Macau finally published the long-awaited gaming law amendments in September last year. The first draft triggered panic amongst investors, with the operators’ stocks suffering their biggest one-day decline on record, wiping more than $18 billion off their market value. The law appeared to drastically tighten oversight over the management of the casinos and seemed to include restrictions on the distribution of capital.

The version that emerged in early January after a 45-day public consultation process led to a collective sigh of relief with some of the more draconian measures having been removed. However, there are still areas of concern.

The biggest losers are the satellite casinos, which are mostly run under a license from SJM Holdings. According to the amendments, the property in which casinos are housed must be owned by the concessionaire. It’s not clear whether this means that the building will need to be 100 percent owned, or whether a majority stake with be enough to satisfy the requirements.

The satellite casinos, which include some large properties such as Ponte 16 and Fisherman’s Wharf, have been given a three-year timeframe to reorganise their businesses. There has been concern raised that there would be an impact on employment in Macau as a result of the measure, which is said to be one of the focuses of discussions in the committee review.
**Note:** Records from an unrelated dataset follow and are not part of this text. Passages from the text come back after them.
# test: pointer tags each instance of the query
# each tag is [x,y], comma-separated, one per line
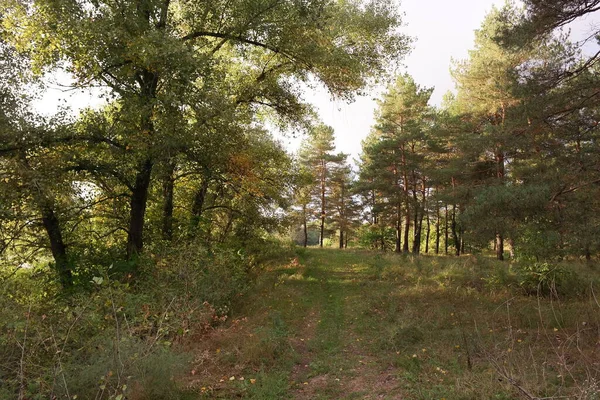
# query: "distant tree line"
[510,162]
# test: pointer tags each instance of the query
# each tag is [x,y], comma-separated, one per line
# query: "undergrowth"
[118,336]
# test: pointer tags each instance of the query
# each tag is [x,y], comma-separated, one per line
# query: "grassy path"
[342,325]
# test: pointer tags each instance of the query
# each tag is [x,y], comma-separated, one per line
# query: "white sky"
[442,29]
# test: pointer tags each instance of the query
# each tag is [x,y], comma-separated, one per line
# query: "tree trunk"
[198,204]
[398,247]
[304,225]
[139,196]
[45,205]
[139,200]
[323,177]
[168,189]
[437,231]
[418,225]
[57,246]
[427,234]
[500,247]
[454,234]
[446,231]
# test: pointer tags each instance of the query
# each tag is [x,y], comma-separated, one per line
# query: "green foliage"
[545,279]
[376,237]
[121,337]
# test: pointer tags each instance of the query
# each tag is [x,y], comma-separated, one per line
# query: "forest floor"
[349,324]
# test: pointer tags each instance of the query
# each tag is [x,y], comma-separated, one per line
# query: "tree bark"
[418,225]
[323,177]
[500,247]
[168,194]
[139,200]
[57,246]
[437,231]
[304,225]
[51,223]
[427,234]
[398,247]
[139,195]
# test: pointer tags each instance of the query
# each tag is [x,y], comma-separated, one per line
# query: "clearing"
[350,324]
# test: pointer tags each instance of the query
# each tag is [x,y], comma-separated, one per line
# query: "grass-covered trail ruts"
[335,324]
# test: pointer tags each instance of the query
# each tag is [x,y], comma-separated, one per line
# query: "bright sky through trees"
[442,30]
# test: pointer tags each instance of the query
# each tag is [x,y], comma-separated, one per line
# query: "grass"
[355,324]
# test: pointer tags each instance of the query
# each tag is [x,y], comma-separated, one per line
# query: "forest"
[134,233]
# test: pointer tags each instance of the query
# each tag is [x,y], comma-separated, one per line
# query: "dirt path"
[300,338]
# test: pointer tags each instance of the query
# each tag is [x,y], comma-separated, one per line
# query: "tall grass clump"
[117,335]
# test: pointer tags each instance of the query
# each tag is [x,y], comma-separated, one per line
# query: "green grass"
[355,324]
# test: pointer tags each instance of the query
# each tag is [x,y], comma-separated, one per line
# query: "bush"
[118,337]
[542,278]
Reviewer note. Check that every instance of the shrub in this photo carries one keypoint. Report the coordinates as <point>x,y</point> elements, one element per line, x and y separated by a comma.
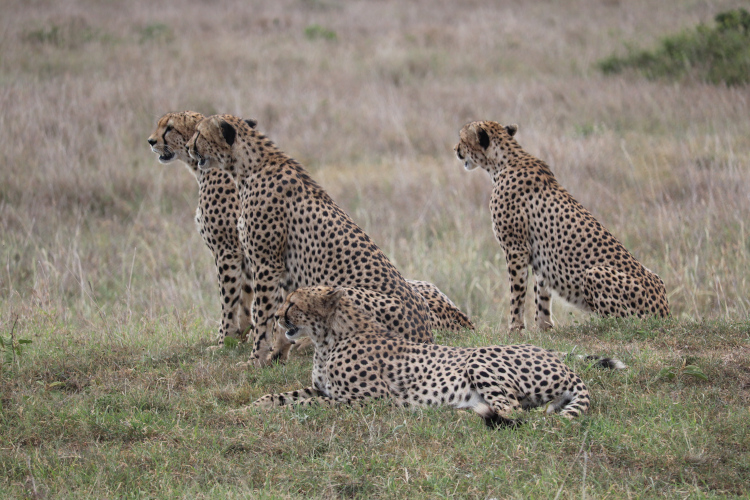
<point>715,54</point>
Bernstein says another area of review is the background qualifications for the managing director of each concession.

Under the new law, there will be six concessions and no sub-concession. The license period has been reduced from 20 year to 10 years, while the government will set minimum levels of gross gambling revenue to be generated by each table and machine. If an operator fails to meet those levels, it will be forced to pay a premium to the government to make up the shortfall. If it misses the target for two years, the table allocation will be taken away.

The government has dropped a proposal to appoint a manager to oversee the business of the operators and there are no proposals to restrict capital distribution. The operators will need to inform the government of any “major financial decisions.”
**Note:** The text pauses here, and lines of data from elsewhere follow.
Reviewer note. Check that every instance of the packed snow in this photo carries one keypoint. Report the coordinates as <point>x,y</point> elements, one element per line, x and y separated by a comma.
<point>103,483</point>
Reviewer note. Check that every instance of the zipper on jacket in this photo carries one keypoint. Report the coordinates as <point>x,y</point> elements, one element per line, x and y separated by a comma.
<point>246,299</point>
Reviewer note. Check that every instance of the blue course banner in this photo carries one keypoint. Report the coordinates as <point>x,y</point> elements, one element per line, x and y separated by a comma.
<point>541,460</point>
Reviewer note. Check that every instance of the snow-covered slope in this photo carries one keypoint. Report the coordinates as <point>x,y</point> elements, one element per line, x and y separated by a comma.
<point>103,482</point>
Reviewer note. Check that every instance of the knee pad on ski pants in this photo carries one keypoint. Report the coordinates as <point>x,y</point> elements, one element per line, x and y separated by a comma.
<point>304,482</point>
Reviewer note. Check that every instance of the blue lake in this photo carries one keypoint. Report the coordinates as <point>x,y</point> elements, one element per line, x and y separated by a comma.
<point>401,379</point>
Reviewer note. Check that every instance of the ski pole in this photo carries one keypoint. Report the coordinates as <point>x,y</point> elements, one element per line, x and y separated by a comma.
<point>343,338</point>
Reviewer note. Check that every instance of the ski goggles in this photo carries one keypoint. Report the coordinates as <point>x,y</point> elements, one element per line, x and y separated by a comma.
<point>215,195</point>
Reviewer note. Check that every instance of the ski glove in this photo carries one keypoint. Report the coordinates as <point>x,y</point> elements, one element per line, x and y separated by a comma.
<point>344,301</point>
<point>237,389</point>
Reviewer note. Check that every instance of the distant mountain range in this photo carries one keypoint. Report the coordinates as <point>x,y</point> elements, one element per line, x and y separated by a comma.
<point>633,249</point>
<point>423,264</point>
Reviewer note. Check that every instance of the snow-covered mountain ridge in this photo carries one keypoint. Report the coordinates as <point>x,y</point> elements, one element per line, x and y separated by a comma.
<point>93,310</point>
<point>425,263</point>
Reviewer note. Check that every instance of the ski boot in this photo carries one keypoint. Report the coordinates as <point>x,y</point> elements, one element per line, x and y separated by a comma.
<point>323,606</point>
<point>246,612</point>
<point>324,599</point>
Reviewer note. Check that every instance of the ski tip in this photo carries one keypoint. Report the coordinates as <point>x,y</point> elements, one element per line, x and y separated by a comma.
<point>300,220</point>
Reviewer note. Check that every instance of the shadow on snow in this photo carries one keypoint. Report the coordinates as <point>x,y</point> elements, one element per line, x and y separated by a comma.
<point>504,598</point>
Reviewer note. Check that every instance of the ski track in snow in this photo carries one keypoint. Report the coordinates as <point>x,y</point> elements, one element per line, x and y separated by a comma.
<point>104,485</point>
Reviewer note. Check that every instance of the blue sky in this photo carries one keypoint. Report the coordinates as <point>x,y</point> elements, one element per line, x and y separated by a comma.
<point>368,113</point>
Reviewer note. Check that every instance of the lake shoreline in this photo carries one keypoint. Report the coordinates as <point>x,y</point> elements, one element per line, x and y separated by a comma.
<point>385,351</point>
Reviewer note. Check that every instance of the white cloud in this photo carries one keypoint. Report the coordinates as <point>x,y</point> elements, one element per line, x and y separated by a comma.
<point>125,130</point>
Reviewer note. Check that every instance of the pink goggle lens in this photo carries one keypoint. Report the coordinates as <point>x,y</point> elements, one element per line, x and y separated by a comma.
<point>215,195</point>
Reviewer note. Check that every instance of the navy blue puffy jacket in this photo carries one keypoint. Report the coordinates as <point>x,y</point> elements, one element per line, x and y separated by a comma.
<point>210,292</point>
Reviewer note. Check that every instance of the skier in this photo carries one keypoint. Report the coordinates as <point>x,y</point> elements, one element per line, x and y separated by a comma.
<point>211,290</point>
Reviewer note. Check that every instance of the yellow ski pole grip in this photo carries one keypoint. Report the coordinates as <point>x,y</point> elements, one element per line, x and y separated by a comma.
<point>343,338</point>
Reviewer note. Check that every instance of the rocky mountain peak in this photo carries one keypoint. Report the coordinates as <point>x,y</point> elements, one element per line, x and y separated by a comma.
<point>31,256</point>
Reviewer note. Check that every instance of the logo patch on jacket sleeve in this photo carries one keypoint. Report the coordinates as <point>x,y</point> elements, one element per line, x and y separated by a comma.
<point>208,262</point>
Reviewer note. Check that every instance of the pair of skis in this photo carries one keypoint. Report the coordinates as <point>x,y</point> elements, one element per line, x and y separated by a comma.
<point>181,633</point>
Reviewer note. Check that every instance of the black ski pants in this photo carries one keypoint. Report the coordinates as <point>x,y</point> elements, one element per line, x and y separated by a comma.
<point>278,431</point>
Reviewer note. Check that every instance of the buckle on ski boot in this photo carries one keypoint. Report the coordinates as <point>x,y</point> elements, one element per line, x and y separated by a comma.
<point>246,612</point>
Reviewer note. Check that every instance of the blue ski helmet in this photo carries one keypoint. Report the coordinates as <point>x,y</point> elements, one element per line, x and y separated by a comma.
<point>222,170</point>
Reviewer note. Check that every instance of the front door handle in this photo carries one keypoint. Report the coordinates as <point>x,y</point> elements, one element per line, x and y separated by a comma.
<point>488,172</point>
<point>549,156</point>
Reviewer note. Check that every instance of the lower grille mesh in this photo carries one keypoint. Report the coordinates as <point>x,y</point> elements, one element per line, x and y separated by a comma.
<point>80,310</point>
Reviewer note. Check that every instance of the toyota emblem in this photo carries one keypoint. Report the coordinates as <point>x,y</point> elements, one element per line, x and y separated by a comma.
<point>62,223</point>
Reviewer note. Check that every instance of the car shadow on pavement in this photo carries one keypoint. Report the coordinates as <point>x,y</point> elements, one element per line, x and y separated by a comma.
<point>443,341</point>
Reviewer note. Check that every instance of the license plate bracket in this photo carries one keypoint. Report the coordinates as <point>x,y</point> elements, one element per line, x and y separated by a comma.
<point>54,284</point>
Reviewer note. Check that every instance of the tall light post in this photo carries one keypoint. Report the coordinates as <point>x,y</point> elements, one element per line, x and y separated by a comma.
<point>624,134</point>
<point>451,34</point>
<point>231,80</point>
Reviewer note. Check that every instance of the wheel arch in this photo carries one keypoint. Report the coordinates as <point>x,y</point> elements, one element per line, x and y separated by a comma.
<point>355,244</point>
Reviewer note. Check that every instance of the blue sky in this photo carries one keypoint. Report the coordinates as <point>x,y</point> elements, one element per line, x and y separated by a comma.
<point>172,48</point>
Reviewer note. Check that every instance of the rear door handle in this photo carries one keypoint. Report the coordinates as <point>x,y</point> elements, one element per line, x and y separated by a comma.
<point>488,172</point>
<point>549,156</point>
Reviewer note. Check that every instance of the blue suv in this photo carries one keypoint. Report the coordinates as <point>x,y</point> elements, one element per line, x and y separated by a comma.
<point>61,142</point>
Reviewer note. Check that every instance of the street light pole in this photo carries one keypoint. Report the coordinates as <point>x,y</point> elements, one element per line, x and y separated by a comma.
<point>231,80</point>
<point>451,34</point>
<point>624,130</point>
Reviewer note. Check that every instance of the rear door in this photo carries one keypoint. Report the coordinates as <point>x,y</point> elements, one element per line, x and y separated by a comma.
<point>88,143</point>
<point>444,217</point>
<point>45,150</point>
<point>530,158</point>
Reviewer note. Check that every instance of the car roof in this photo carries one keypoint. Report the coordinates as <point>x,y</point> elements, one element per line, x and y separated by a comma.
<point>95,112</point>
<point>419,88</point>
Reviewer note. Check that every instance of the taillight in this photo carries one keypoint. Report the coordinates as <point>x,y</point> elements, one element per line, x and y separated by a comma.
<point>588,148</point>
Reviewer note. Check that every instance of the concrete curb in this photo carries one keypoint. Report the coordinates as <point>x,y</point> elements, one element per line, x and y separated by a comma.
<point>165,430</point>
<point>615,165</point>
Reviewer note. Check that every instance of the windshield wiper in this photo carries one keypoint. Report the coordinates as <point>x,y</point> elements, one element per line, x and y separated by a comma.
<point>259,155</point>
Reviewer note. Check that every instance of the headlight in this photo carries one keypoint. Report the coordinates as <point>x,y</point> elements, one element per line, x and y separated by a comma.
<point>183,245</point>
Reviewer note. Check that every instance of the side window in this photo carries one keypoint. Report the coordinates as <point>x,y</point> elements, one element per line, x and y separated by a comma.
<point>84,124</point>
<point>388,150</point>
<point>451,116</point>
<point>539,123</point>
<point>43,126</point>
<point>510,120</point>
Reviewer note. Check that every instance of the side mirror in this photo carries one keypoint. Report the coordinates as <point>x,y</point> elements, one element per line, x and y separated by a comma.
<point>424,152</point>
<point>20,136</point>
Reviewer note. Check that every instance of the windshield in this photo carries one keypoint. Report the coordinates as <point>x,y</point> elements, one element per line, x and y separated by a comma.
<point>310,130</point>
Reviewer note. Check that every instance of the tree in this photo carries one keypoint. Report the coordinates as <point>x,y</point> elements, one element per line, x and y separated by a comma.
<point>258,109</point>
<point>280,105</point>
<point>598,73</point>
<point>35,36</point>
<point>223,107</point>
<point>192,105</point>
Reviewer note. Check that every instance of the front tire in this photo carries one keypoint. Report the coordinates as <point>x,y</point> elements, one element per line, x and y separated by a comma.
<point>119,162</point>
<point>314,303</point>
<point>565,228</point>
As expected, the legislation greatly reduces the power of junkets to operate, but doesn’t ban them. Under the new rules, junket promoters will only be able to work with one operator, whereas as present most junkets have VIP rooms with all of the concessionaires. Any revenue sharing between the two parties will be strictly forbidden. They will only be allowed to provide services to the operators on a commission basis. 

Under Section 15 of article 22, the law states that management companies may only be paid fixed management fees. Article 2 defines the management company as a company that has the right to manage all, or part of the casinos of the approved company by signing a contract with the approved company.